When it comes to defining the further course of actions or the company, one must keep in mind, though, that the demand forecast, which a number of specialists suggest as the first logical step for the company to undertake, may trigger even more deplorable outcomes. Indeed, seeing how the company is suffering impressive challenges at present, making a mistake in the demand forecast and, therefore, coming up with the product design that the customers may consider pointless is lethal for Louis Vuitton.

Hence, it would be much more reasonable to utilize the method of a sticker shock. The anticipation of the company’s opening new shops and introducing its new brand, which it has been working on over the past few years, will become even tenser and, therefore, attract even more customers (Radón 2012, p. 107). Louis Vuitton can use the concept of exclusivity as the method of selling its new collection for a higher price (Radón 2012, p. 108).

It would be wrong to claim that the strategy described above is going to be a doubtless success for the company; quite on the contrary, such a decision as raising prices in order to stir the public’s excitement and, therefore, gain more weight in the customers’ eyes is extremely risky. However, the effects that the chosen method will have once it is successfully implemented are far too impressive to discard this strategy. Taking both external and internal factors into account, the company may succeed in getting its clients excited and ready to pay more.

Counting the Losses and Choosing the Transportation Source

Losses incurred due to sold-outs and unsold product deals a major blow to the company. Louis Vuitton does not organize any sales or price promotions geared to sell off any of its unsold articles. Sometimes, the staff at LVMH is offered the items at 70% below their list price (LVMH Moet Hennessy 2013, para. 1).
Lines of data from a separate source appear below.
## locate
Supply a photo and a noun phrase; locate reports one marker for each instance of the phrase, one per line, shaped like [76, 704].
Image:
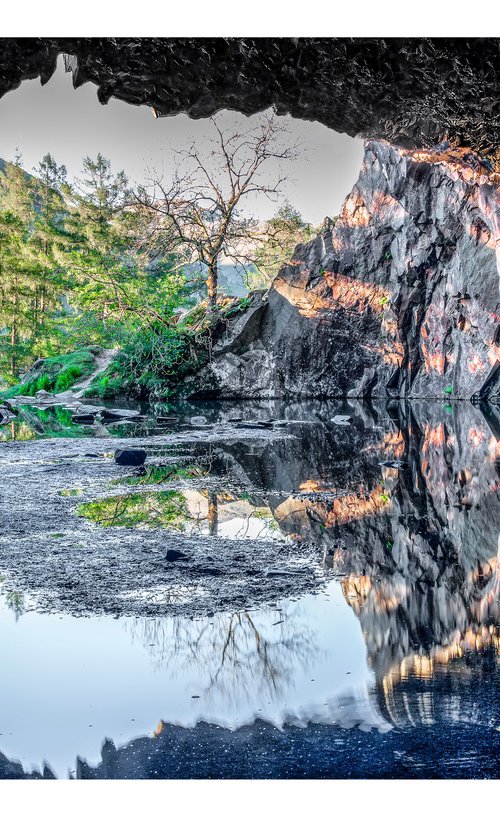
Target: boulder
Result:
[120, 414]
[176, 556]
[83, 419]
[198, 421]
[130, 456]
[398, 298]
On average, it is estimated that about 2% of all the fashion-related items produced by Louis Vuitton as short-cycled products are disposed of each year (Fashion Scoops 2013, p. 13). This portrays a negative image to the company that prides itself in manufacturing high-end and high quality products. It leads to waste of resources and leads to losses.
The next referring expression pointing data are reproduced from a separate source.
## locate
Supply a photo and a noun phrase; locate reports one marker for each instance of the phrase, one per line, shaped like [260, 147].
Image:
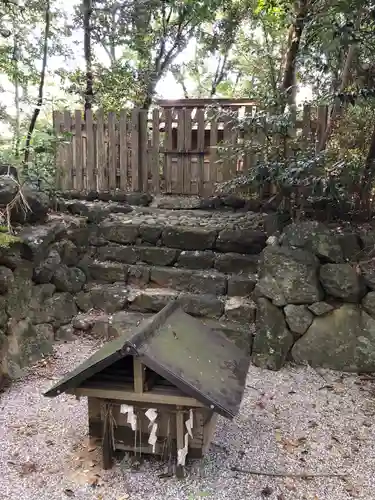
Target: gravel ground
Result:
[296, 420]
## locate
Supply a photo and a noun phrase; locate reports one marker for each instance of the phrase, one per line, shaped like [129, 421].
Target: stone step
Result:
[230, 262]
[111, 298]
[239, 309]
[242, 234]
[208, 281]
[109, 326]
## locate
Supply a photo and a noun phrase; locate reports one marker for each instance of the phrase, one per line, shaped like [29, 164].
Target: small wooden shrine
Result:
[158, 390]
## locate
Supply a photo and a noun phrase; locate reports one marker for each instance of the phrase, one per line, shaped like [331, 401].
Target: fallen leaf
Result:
[28, 468]
[266, 492]
[289, 484]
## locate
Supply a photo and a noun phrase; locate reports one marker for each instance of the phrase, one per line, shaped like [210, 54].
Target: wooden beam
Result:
[193, 103]
[139, 376]
[146, 397]
[180, 469]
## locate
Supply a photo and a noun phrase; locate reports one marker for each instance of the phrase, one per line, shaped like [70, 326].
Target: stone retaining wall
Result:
[90, 259]
[316, 299]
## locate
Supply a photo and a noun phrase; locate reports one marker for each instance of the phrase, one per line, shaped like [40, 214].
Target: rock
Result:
[233, 201]
[342, 281]
[150, 234]
[37, 201]
[68, 252]
[249, 241]
[139, 199]
[331, 340]
[37, 311]
[27, 343]
[38, 238]
[12, 255]
[298, 318]
[320, 308]
[196, 259]
[268, 287]
[273, 340]
[84, 322]
[19, 293]
[94, 211]
[6, 279]
[118, 253]
[61, 307]
[189, 238]
[108, 298]
[119, 231]
[368, 273]
[350, 245]
[107, 272]
[241, 285]
[65, 332]
[138, 275]
[240, 309]
[236, 263]
[68, 279]
[201, 305]
[3, 312]
[313, 237]
[45, 270]
[368, 303]
[157, 256]
[189, 281]
[150, 299]
[295, 273]
[177, 202]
It is also estimated that, typically, out of every 100 customers that intend to make purchases in any of the Louis Vuitton store, 8 of the individuals found the item they wanted was sold out. Out of these 8 individuals, 10 % ended up purchasing a different item from the store immediately. 20% of the disappointed individuals put off their purchases and came back at a later date. The rest either turned to other brands or settled for a totally different gift.

Reference List

Fashion Scoops 2013, WWD: Women’s Wear Daily, vol. 206, no. 38, pp. 6-1.

Ghosh, A, & Varshney, S 2013, Luxury goods consumption: a conceptual framework based on literature review. South Asian Journal of Management, vol. 20, no. 2, pp. 146-159.

Karen, D 2014, ‘New age of luxury at Louis Vuitton,’ Evening Standard, March 5, p. 3.

Lichocik, G, & Sadowski, A 2013, ‘Efficiency of supply chain management. Strategic and operational approach,’ Logforum, vol. 9 no. 2, pp. 119-125

LVMH Moet Hennessy 2013, LVMH Moet Hennessy Louis Vuitton SA SWOT analysis, pp. 1–8, <>.

Michael Burke talks The Louis Vuitton ‘Experience’. (2013). WWD: Women’s Wear Daily, vol. 205 no. 83, pp. 3-1.

Moatti, P V &Dussage, P 2007, Louis Vuitton: new product introductions vs. product availability, European School of Management, Paris, France.

Radón, A 2012, ‘Luxury brand exclusivity strategies – an illustration of a cultural collaboration,’ Journal of Business Administration Research, vol. 1, no. 1, pp. 106–110.